Well, not exactly O(n), in some worst case scenario. But that is because I was a bit lazy.

For example with string tttttttttttttttttttttttttttttttttttttttttttttttttttttttttttttttira, as is, my algorithm is O(n²) : each t is an iteration in the mycount while loop. And minIndex, because the only a is at the very end, must iterates the whole string to find its index. So in such case, it is O(n²) (even if it feels like O(n), because that inner O(n) is inside the .index() code, which is internal, probably C, code, so very very fast, compare the the rest of pure python code).
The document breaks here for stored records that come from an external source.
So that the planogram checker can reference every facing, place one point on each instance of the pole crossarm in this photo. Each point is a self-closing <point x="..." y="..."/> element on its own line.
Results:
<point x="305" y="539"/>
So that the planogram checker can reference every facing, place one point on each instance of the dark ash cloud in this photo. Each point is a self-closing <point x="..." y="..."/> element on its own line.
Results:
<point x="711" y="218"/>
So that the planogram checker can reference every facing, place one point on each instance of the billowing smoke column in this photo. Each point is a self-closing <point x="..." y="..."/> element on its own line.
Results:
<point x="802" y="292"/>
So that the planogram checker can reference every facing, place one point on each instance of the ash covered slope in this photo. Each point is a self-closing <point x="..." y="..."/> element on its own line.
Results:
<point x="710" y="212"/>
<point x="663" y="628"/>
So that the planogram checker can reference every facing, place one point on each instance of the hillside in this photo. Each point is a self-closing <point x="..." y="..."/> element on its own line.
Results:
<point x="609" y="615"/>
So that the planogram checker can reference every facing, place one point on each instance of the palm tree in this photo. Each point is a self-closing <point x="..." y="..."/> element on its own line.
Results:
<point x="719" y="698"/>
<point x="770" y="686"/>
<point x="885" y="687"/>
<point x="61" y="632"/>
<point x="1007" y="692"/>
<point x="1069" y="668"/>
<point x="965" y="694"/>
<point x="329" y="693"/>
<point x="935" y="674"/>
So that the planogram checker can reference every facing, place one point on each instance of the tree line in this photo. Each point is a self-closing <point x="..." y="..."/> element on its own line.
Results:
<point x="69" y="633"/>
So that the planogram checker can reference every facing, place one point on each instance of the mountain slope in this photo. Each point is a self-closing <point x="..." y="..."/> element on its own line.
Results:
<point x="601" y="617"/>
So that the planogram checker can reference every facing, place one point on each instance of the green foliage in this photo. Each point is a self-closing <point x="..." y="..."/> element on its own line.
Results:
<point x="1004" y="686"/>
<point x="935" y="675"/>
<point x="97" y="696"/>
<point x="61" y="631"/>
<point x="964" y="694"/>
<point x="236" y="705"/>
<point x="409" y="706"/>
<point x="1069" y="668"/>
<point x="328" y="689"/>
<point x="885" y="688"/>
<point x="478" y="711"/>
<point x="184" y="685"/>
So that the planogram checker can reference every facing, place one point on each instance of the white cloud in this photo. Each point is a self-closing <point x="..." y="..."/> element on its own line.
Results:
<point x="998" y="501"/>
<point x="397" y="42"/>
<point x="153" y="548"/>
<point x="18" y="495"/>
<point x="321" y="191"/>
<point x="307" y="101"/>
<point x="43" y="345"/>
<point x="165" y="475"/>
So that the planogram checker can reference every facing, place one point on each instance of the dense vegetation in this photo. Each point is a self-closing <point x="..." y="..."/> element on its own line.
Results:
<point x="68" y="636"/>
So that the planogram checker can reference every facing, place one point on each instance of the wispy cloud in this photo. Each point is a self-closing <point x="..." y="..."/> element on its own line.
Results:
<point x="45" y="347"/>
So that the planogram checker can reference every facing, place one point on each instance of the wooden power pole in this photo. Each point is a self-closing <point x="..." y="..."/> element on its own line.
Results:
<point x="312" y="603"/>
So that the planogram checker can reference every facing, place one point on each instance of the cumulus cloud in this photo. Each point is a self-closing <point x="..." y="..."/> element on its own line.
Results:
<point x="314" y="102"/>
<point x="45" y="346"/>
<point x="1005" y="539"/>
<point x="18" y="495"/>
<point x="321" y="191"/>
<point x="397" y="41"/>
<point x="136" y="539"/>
But that is avoidable: I could have memorized the position of the first i, r and a. And recompute position of a index only when we passed that first i while skipping t (and even when we do, also check that we passed the first r while searching another i, etc.).

And doing so, it would ensure that it is really O(n) (because either you need to update the first a all the time, but then that means that it is near the first t, and the overall algorithm is O(n) — O(n×len('tira')) to be accurate ; or you don't, and then computation of that .index('a') is done only a few times, and algorithm is also O(n)).

Anyway, pragmatically, that algorithm is way faster than your version, and do not need to enumerate and verify possible solutions to count them. For example for "x"*1000 + "tira" + "x"*1000 your code takes 0.54 seconds, while this one takes 4.5 μs.

For a disaster test (worst case scenario for my algorithm) s="t"*10000+"ira", your code takes 31.7 seconds, mine 35 ms.